Sue: Elligent Health is focused on whole-person, proactive care—making care more connected and actionable. We bring together clinical, behavioral health, and social data so care teams have a complete picture of each individual’s needs. My role is to expand that mission by building strategic partnerships that extend the value of our ecosystem—working with organizations like Unite Us to bring more value into communities and ultimately improve outcomes. My job is to help Elligent grow in ways that make the broader ecosystem stronger, more connected, and more sustainable.
From your perspective, what’s driving demand for more proactive, connected care, and how is Elligent embedding that into its platform and partnerships?
Sue: We know health outcomes are shaped far beyond clinical walls. Clinical care contributes roughly 20% to outcomes, while 40–50% is driven by social determinants of health. Two people with the same condition can have very different outcomes because of social factors. We embed this philosophy directly into our platform and through partnerships—so care teams see the full picture and can act on social needs, not just clinical ones.
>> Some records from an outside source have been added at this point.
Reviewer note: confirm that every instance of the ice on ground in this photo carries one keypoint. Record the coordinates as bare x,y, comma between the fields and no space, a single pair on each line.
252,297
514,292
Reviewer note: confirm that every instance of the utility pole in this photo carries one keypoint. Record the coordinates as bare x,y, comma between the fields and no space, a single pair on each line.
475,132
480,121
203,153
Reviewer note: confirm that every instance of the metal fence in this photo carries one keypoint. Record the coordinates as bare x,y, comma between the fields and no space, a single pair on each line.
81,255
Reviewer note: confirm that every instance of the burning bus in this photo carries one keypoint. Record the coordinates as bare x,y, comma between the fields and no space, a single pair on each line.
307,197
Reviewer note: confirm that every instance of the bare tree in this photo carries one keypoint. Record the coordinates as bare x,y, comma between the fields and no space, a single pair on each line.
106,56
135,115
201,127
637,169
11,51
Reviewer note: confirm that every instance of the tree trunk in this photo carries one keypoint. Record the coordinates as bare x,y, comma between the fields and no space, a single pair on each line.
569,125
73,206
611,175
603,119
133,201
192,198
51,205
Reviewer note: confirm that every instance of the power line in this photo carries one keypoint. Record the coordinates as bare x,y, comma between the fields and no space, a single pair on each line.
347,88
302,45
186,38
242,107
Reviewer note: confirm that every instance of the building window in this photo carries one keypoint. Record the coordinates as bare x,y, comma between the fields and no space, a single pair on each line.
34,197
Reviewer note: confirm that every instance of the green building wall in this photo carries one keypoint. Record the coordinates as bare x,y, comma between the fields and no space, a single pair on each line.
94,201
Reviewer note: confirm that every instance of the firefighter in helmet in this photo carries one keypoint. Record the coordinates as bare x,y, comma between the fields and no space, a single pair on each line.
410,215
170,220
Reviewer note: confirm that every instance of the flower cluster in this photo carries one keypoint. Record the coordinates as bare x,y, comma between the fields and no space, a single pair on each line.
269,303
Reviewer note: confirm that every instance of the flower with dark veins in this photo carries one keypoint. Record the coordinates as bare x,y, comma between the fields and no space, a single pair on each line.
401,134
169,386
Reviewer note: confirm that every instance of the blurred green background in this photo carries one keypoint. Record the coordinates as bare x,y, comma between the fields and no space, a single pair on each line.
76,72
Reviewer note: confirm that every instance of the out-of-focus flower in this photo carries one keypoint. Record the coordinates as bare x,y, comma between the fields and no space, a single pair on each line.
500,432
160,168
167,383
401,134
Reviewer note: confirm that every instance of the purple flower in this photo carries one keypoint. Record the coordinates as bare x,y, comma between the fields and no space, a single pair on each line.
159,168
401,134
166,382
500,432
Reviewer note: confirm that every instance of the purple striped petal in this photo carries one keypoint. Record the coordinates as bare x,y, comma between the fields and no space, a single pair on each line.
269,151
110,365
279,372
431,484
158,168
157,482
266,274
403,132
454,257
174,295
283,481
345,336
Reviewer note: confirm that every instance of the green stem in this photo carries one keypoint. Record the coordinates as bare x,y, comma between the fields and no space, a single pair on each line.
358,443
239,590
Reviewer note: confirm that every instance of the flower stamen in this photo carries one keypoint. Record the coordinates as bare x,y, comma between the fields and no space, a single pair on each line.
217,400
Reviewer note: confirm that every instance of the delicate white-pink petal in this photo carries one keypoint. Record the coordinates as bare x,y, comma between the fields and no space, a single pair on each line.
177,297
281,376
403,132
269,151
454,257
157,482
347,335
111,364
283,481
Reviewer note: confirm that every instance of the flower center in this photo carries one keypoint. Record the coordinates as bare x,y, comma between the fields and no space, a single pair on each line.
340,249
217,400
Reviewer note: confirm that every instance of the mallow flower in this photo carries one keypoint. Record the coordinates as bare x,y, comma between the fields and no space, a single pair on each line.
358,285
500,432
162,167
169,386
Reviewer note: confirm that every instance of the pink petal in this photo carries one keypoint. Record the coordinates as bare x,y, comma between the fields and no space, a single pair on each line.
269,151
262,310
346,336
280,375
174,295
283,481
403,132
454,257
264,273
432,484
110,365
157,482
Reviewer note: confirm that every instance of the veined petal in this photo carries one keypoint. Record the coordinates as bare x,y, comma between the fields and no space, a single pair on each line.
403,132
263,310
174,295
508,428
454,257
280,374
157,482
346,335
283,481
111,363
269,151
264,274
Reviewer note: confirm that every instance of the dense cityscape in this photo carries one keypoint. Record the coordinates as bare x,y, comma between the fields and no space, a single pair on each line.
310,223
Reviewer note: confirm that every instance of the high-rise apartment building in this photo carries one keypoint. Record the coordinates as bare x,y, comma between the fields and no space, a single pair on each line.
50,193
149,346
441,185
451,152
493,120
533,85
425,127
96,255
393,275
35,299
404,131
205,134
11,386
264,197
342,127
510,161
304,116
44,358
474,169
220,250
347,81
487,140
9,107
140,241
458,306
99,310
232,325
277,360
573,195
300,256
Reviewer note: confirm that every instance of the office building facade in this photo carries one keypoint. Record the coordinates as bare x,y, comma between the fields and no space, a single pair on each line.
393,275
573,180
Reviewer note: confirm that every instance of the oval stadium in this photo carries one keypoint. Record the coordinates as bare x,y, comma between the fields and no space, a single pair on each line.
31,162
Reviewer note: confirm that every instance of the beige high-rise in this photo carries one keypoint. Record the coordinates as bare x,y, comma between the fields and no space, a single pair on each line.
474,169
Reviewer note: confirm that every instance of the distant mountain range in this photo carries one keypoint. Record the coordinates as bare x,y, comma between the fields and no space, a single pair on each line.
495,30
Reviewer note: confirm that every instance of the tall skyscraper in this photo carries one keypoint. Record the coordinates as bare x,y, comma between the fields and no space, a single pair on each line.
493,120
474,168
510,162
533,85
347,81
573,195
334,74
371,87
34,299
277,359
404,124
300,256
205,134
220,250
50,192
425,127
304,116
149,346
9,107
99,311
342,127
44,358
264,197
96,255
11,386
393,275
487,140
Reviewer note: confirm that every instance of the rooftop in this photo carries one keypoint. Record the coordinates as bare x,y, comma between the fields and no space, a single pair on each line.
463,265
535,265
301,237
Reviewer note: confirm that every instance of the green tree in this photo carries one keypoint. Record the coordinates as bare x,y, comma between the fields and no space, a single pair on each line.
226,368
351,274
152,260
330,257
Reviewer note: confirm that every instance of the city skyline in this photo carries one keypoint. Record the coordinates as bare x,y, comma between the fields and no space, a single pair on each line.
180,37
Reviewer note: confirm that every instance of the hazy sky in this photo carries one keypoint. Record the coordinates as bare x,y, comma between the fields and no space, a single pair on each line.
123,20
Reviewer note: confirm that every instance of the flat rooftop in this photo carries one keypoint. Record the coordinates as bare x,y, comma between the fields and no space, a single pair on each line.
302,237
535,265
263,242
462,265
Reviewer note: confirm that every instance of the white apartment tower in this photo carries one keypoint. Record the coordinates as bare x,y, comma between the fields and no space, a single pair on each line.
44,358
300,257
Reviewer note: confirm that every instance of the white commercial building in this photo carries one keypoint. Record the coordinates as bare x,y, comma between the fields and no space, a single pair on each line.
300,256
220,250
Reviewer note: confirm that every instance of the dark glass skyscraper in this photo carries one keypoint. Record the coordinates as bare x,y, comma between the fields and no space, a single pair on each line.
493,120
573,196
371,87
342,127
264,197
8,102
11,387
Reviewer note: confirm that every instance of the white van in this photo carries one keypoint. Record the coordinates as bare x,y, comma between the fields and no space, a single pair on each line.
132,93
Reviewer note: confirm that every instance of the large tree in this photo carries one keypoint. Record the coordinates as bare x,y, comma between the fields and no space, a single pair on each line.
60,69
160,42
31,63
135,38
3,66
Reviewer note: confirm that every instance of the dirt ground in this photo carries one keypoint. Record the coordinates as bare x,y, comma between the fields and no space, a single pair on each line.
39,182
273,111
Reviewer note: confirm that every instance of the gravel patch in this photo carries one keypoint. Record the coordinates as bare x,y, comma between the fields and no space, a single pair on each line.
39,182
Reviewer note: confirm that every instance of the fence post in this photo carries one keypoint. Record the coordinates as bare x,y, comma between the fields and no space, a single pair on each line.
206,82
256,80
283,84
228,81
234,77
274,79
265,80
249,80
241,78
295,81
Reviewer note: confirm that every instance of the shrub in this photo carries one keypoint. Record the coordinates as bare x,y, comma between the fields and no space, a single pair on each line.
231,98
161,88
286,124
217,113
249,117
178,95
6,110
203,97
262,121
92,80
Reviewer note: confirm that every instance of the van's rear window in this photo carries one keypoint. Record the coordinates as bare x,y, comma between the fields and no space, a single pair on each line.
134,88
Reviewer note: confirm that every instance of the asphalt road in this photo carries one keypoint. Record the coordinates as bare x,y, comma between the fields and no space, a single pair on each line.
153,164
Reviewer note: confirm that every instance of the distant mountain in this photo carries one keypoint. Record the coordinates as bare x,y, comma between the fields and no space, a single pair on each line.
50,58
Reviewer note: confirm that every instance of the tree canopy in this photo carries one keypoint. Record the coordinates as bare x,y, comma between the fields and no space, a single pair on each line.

That partnership focus led to the Elligent–Unite Us integration, which enables organizations to connect patients and members to community resources directly from Elligent’s care management platform. What inspired the partnership, and which challenges are you solving together?
Sue: We share a commitment to addressing nonmedical drivers of health. Many clients used to rely on paper binders of community resources—hard to maintain, hard to track. Together with Unite Us, we provide a digital, closed-loop approach so teams can find resources, make referrals, and see whether services were delivered. It’s embedded alongside clinical workflows, so whole-person care becomes actionable and scalable.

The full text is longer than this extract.